Конечно, согласиться в такой ситуации просто невозможно. Снова в ту же реку? Есть вещи и пострашнее шантажа. К примеру, имя, произнесенное голосом Бостона, когда тот не дурачился и не угрожал, или его твердая рука, крепко сжимающая ее запястье. Обещание темной тягучей ночи, которую периодически обещают женщинам всех времен и народов. Сладкий десерт, в предвкушении которого сжимался желудок. Желудок ли?..

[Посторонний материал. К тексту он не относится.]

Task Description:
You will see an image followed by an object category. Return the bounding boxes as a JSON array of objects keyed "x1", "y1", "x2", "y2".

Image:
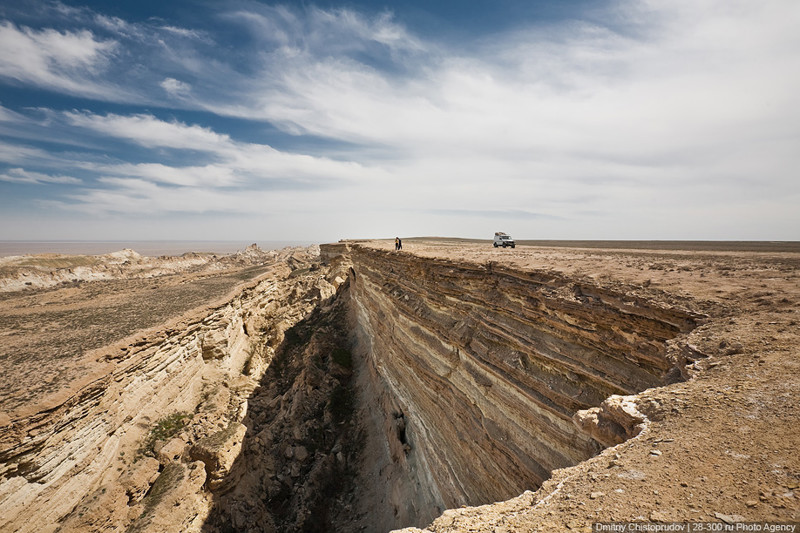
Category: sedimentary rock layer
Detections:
[
  {"x1": 0, "y1": 254, "x2": 334, "y2": 532},
  {"x1": 344, "y1": 245, "x2": 697, "y2": 530}
]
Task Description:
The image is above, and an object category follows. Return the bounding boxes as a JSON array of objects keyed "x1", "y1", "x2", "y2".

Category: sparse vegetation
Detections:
[
  {"x1": 128, "y1": 463, "x2": 186, "y2": 533},
  {"x1": 331, "y1": 348, "x2": 353, "y2": 370},
  {"x1": 139, "y1": 412, "x2": 192, "y2": 457},
  {"x1": 328, "y1": 385, "x2": 354, "y2": 422}
]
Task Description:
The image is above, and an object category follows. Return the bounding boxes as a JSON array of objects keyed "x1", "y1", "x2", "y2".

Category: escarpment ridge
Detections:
[
  {"x1": 340, "y1": 241, "x2": 701, "y2": 528},
  {"x1": 0, "y1": 239, "x2": 800, "y2": 533}
]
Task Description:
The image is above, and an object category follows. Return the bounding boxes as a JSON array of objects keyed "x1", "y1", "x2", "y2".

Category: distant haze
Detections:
[
  {"x1": 0, "y1": 241, "x2": 311, "y2": 257},
  {"x1": 0, "y1": 0, "x2": 800, "y2": 242}
]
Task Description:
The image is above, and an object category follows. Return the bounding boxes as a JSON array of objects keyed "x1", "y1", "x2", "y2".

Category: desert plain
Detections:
[{"x1": 0, "y1": 238, "x2": 800, "y2": 533}]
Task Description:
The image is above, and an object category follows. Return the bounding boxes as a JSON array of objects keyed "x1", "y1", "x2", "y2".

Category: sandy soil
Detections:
[
  {"x1": 0, "y1": 256, "x2": 278, "y2": 422},
  {"x1": 364, "y1": 239, "x2": 800, "y2": 532}
]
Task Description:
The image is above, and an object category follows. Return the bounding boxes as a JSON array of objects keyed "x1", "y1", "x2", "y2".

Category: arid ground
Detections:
[{"x1": 0, "y1": 239, "x2": 800, "y2": 532}]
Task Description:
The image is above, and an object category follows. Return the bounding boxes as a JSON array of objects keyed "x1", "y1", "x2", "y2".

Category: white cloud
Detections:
[
  {"x1": 0, "y1": 168, "x2": 82, "y2": 185},
  {"x1": 161, "y1": 78, "x2": 192, "y2": 97},
  {"x1": 64, "y1": 111, "x2": 231, "y2": 151},
  {"x1": 0, "y1": 0, "x2": 800, "y2": 238},
  {"x1": 0, "y1": 21, "x2": 116, "y2": 96}
]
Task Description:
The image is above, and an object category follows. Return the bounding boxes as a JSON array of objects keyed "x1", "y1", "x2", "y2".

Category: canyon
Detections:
[{"x1": 0, "y1": 239, "x2": 800, "y2": 533}]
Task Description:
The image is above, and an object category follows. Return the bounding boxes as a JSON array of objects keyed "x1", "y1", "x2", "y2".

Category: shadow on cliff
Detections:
[{"x1": 198, "y1": 283, "x2": 359, "y2": 533}]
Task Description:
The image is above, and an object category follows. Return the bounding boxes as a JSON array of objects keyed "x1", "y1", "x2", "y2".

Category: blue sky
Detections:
[{"x1": 0, "y1": 0, "x2": 800, "y2": 242}]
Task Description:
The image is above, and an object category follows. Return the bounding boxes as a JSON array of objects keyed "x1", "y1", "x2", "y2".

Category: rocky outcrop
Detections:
[
  {"x1": 0, "y1": 250, "x2": 332, "y2": 532},
  {"x1": 0, "y1": 244, "x2": 279, "y2": 293},
  {"x1": 338, "y1": 245, "x2": 697, "y2": 530}
]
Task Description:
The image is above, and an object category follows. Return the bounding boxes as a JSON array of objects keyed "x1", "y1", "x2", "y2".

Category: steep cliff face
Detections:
[
  {"x1": 340, "y1": 245, "x2": 696, "y2": 530},
  {"x1": 0, "y1": 254, "x2": 334, "y2": 532}
]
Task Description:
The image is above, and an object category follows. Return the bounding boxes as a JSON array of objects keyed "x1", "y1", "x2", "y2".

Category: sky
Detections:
[{"x1": 0, "y1": 0, "x2": 800, "y2": 242}]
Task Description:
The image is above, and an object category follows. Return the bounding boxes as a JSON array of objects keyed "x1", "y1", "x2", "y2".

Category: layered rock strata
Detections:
[
  {"x1": 340, "y1": 245, "x2": 698, "y2": 531},
  {"x1": 0, "y1": 253, "x2": 334, "y2": 532}
]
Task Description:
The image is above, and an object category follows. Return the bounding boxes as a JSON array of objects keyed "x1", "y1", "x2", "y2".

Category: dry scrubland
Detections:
[{"x1": 0, "y1": 239, "x2": 800, "y2": 533}]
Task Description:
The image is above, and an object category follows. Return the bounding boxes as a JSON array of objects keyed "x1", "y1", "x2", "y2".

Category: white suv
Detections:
[{"x1": 494, "y1": 231, "x2": 516, "y2": 248}]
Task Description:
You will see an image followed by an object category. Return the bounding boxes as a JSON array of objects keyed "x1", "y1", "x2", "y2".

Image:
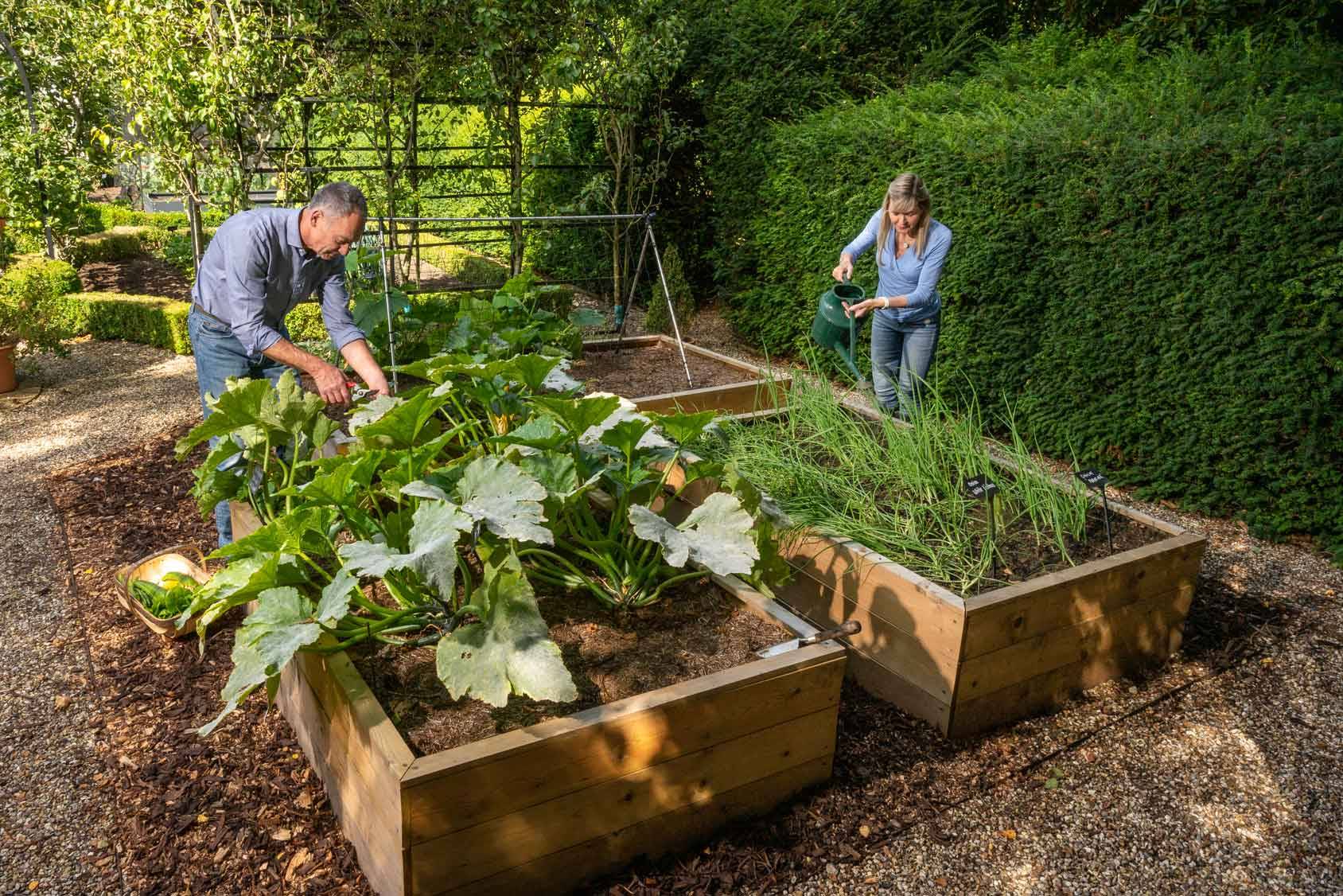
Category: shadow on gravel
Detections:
[{"x1": 1181, "y1": 574, "x2": 1302, "y2": 669}]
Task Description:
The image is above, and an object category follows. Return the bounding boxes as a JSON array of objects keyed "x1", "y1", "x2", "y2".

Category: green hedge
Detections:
[
  {"x1": 730, "y1": 31, "x2": 1343, "y2": 556},
  {"x1": 56, "y1": 293, "x2": 191, "y2": 355},
  {"x1": 0, "y1": 255, "x2": 80, "y2": 301},
  {"x1": 80, "y1": 203, "x2": 228, "y2": 234}
]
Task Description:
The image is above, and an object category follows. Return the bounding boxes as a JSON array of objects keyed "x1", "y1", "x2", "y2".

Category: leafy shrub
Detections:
[
  {"x1": 668, "y1": 0, "x2": 1011, "y2": 291},
  {"x1": 0, "y1": 258, "x2": 80, "y2": 368},
  {"x1": 54, "y1": 293, "x2": 191, "y2": 355},
  {"x1": 82, "y1": 203, "x2": 228, "y2": 234},
  {"x1": 730, "y1": 31, "x2": 1343, "y2": 561},
  {"x1": 644, "y1": 246, "x2": 695, "y2": 333}
]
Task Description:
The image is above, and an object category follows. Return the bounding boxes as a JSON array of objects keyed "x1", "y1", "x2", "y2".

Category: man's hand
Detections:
[
  {"x1": 308, "y1": 359, "x2": 349, "y2": 404},
  {"x1": 340, "y1": 338, "x2": 392, "y2": 395}
]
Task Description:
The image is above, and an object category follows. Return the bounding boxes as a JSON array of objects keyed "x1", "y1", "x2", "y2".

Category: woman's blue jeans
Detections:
[
  {"x1": 872, "y1": 309, "x2": 941, "y2": 419},
  {"x1": 187, "y1": 308, "x2": 290, "y2": 547}
]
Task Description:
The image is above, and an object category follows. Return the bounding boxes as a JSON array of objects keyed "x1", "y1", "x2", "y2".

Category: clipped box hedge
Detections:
[
  {"x1": 730, "y1": 33, "x2": 1343, "y2": 552},
  {"x1": 55, "y1": 293, "x2": 191, "y2": 355}
]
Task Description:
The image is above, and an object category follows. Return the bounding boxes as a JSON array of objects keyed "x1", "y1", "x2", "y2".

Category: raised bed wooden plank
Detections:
[
  {"x1": 443, "y1": 755, "x2": 834, "y2": 896},
  {"x1": 634, "y1": 380, "x2": 787, "y2": 414},
  {"x1": 956, "y1": 586, "x2": 1194, "y2": 704},
  {"x1": 277, "y1": 654, "x2": 411, "y2": 894},
  {"x1": 947, "y1": 590, "x2": 1193, "y2": 738},
  {"x1": 267, "y1": 579, "x2": 847, "y2": 896},
  {"x1": 963, "y1": 533, "x2": 1206, "y2": 660},
  {"x1": 403, "y1": 653, "x2": 843, "y2": 842},
  {"x1": 849, "y1": 649, "x2": 951, "y2": 734},
  {"x1": 411, "y1": 708, "x2": 837, "y2": 892},
  {"x1": 775, "y1": 575, "x2": 960, "y2": 701}
]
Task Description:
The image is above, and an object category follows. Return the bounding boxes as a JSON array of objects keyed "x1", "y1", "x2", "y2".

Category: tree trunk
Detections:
[
  {"x1": 508, "y1": 92, "x2": 525, "y2": 277},
  {"x1": 183, "y1": 168, "x2": 205, "y2": 271},
  {"x1": 0, "y1": 31, "x2": 56, "y2": 258}
]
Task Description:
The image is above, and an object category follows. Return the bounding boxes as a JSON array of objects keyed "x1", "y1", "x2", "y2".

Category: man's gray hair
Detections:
[{"x1": 308, "y1": 180, "x2": 368, "y2": 219}]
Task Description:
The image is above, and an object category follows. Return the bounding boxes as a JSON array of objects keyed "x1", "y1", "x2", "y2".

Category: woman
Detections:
[{"x1": 833, "y1": 173, "x2": 951, "y2": 418}]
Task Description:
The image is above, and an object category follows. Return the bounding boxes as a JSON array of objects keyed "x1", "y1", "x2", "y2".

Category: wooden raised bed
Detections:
[
  {"x1": 583, "y1": 336, "x2": 792, "y2": 414},
  {"x1": 669, "y1": 411, "x2": 1208, "y2": 738},
  {"x1": 227, "y1": 529, "x2": 846, "y2": 896}
]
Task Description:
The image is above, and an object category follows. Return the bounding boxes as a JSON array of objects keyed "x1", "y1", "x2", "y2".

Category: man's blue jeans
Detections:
[
  {"x1": 872, "y1": 310, "x2": 941, "y2": 419},
  {"x1": 187, "y1": 308, "x2": 290, "y2": 547}
]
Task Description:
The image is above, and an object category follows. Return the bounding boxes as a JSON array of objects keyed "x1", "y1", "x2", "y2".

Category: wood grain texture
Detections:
[
  {"x1": 948, "y1": 587, "x2": 1193, "y2": 738},
  {"x1": 411, "y1": 707, "x2": 838, "y2": 894},
  {"x1": 277, "y1": 654, "x2": 410, "y2": 896},
  {"x1": 963, "y1": 533, "x2": 1208, "y2": 660},
  {"x1": 442, "y1": 755, "x2": 834, "y2": 896},
  {"x1": 403, "y1": 645, "x2": 845, "y2": 842},
  {"x1": 634, "y1": 377, "x2": 790, "y2": 414},
  {"x1": 955, "y1": 586, "x2": 1194, "y2": 712}
]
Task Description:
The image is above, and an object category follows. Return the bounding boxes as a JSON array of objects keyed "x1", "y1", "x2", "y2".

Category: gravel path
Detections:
[
  {"x1": 0, "y1": 341, "x2": 1343, "y2": 896},
  {"x1": 0, "y1": 341, "x2": 200, "y2": 894}
]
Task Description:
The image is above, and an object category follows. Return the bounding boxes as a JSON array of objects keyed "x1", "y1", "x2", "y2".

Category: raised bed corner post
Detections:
[
  {"x1": 648, "y1": 212, "x2": 695, "y2": 388},
  {"x1": 377, "y1": 219, "x2": 400, "y2": 395}
]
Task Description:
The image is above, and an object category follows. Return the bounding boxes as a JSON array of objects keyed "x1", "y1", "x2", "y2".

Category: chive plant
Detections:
[{"x1": 704, "y1": 377, "x2": 1089, "y2": 594}]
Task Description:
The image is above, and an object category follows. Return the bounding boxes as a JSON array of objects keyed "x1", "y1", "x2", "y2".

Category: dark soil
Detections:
[
  {"x1": 49, "y1": 416, "x2": 1252, "y2": 896},
  {"x1": 966, "y1": 506, "x2": 1170, "y2": 597},
  {"x1": 570, "y1": 345, "x2": 756, "y2": 398},
  {"x1": 355, "y1": 580, "x2": 792, "y2": 756},
  {"x1": 80, "y1": 255, "x2": 191, "y2": 302},
  {"x1": 49, "y1": 427, "x2": 372, "y2": 894}
]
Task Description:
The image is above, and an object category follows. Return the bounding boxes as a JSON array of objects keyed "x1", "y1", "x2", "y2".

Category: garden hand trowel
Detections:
[{"x1": 756, "y1": 619, "x2": 862, "y2": 660}]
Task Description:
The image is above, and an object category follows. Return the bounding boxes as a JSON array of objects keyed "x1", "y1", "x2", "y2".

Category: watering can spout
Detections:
[{"x1": 812, "y1": 281, "x2": 867, "y2": 387}]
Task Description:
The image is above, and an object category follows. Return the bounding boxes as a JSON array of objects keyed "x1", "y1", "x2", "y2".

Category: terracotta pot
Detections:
[{"x1": 0, "y1": 342, "x2": 19, "y2": 394}]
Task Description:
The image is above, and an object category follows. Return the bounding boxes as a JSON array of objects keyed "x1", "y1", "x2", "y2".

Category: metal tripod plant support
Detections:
[{"x1": 376, "y1": 212, "x2": 695, "y2": 391}]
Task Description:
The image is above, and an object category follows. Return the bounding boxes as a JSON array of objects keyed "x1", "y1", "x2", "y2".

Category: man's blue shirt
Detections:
[{"x1": 191, "y1": 208, "x2": 364, "y2": 356}]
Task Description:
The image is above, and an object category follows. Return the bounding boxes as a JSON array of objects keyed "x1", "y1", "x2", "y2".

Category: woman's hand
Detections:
[
  {"x1": 839, "y1": 298, "x2": 885, "y2": 317},
  {"x1": 830, "y1": 254, "x2": 853, "y2": 282}
]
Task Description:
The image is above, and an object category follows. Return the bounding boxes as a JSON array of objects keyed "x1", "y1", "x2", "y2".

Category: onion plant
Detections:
[{"x1": 703, "y1": 377, "x2": 1089, "y2": 594}]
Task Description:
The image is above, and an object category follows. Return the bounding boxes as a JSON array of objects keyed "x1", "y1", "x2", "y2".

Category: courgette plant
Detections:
[{"x1": 177, "y1": 338, "x2": 783, "y2": 734}]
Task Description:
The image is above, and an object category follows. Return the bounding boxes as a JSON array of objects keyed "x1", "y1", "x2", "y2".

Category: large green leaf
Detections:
[
  {"x1": 630, "y1": 492, "x2": 760, "y2": 575},
  {"x1": 531, "y1": 395, "x2": 621, "y2": 438},
  {"x1": 338, "y1": 501, "x2": 474, "y2": 602},
  {"x1": 176, "y1": 379, "x2": 278, "y2": 461},
  {"x1": 652, "y1": 411, "x2": 718, "y2": 445},
  {"x1": 437, "y1": 552, "x2": 578, "y2": 707},
  {"x1": 209, "y1": 505, "x2": 336, "y2": 559},
  {"x1": 457, "y1": 457, "x2": 555, "y2": 544},
  {"x1": 490, "y1": 415, "x2": 570, "y2": 451},
  {"x1": 188, "y1": 438, "x2": 248, "y2": 515},
  {"x1": 197, "y1": 587, "x2": 322, "y2": 736},
  {"x1": 196, "y1": 634, "x2": 270, "y2": 738},
  {"x1": 353, "y1": 390, "x2": 447, "y2": 449},
  {"x1": 579, "y1": 392, "x2": 672, "y2": 449},
  {"x1": 287, "y1": 450, "x2": 387, "y2": 506}
]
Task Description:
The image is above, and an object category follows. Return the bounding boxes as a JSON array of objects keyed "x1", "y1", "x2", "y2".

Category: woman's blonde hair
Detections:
[{"x1": 877, "y1": 172, "x2": 932, "y2": 265}]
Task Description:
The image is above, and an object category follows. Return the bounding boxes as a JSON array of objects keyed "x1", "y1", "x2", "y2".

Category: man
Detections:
[{"x1": 187, "y1": 183, "x2": 390, "y2": 545}]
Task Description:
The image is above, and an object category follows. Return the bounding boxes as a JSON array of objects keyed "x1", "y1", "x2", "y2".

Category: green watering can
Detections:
[{"x1": 812, "y1": 282, "x2": 867, "y2": 388}]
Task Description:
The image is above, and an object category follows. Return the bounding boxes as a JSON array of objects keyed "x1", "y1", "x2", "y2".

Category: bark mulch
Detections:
[
  {"x1": 47, "y1": 427, "x2": 371, "y2": 894},
  {"x1": 49, "y1": 430, "x2": 1292, "y2": 896}
]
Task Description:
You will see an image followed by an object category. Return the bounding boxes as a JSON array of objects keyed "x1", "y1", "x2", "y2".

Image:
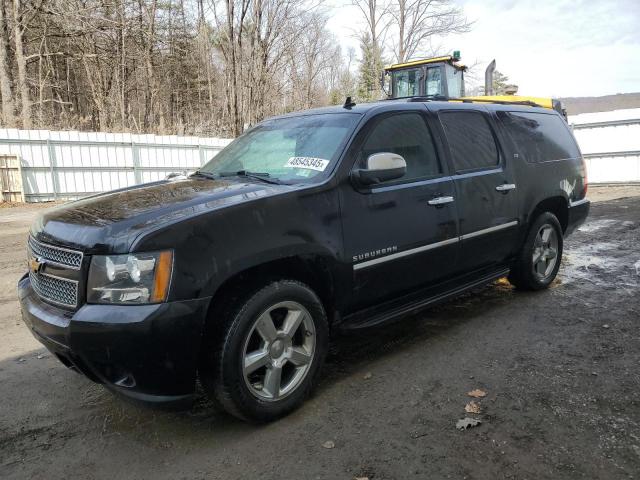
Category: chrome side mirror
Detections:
[{"x1": 351, "y1": 152, "x2": 407, "y2": 186}]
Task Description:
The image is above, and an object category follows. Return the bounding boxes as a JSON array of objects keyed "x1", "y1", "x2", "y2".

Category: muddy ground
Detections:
[{"x1": 0, "y1": 187, "x2": 640, "y2": 480}]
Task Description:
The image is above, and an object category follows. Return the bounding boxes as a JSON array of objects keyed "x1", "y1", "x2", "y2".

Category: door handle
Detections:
[
  {"x1": 496, "y1": 183, "x2": 516, "y2": 192},
  {"x1": 427, "y1": 197, "x2": 453, "y2": 207}
]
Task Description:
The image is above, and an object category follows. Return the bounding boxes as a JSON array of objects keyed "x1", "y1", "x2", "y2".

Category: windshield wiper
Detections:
[
  {"x1": 189, "y1": 170, "x2": 219, "y2": 180},
  {"x1": 220, "y1": 170, "x2": 285, "y2": 185}
]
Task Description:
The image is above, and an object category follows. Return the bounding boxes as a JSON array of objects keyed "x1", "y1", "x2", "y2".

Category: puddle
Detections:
[
  {"x1": 559, "y1": 242, "x2": 640, "y2": 287},
  {"x1": 578, "y1": 219, "x2": 618, "y2": 233}
]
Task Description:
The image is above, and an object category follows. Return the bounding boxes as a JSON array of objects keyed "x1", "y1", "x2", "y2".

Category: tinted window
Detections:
[
  {"x1": 498, "y1": 112, "x2": 580, "y2": 162},
  {"x1": 440, "y1": 111, "x2": 499, "y2": 172},
  {"x1": 361, "y1": 113, "x2": 440, "y2": 181}
]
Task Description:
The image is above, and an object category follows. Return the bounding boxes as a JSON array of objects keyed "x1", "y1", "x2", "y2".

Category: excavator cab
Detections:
[
  {"x1": 382, "y1": 50, "x2": 567, "y2": 120},
  {"x1": 383, "y1": 51, "x2": 467, "y2": 99}
]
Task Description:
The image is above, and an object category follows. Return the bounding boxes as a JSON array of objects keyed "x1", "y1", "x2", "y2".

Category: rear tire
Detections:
[
  {"x1": 509, "y1": 212, "x2": 563, "y2": 290},
  {"x1": 200, "y1": 280, "x2": 329, "y2": 422}
]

— Что ты, девочка, можешь обо мне знать? — равнодушно поинтересовался Гарик, немигающее сверля ее темными пустыми глазами. Ростом Лазурь была куда меньше и стояла, задрав голову и расправив плечи, твердо и вызывающе, как стоят непослушные подростки, выслушивая от взрослых очередной нагоняй.
Он был худ, жилист и настолько обыкновенно рус, что Люба раз за разом тщательно осматривала его фигуру, лицо, небрежно убранные назад волосы и одежду, пытаясь найти — ну что же в нем такого, что глаз не отвести.
Молчание затягивалось и упрямство на лице Бостона становилось всё более непробиваемым. Казалось, каждый из присутствующих понимает — Люба не может сказать 'Да', потому что согласие будет означать полную капитуляцию на всех фронтах одновременно, но если сейчас она скажет 'Нет', Бостона не остановит ни Эсфиль, ни прозвучавшие ранее странные угрозы, что бы они не значили. Кстати, узнать бы, что за Джайзер такой грозный, вдруг тоже получится при случае использовать его имя?
— Вот уж этого точно можешь не бояться. Мой отец… он держал маму взаперти, когда они еще не были знакомы.
Босяк замолчал, поскучнел и отвернулся к окну.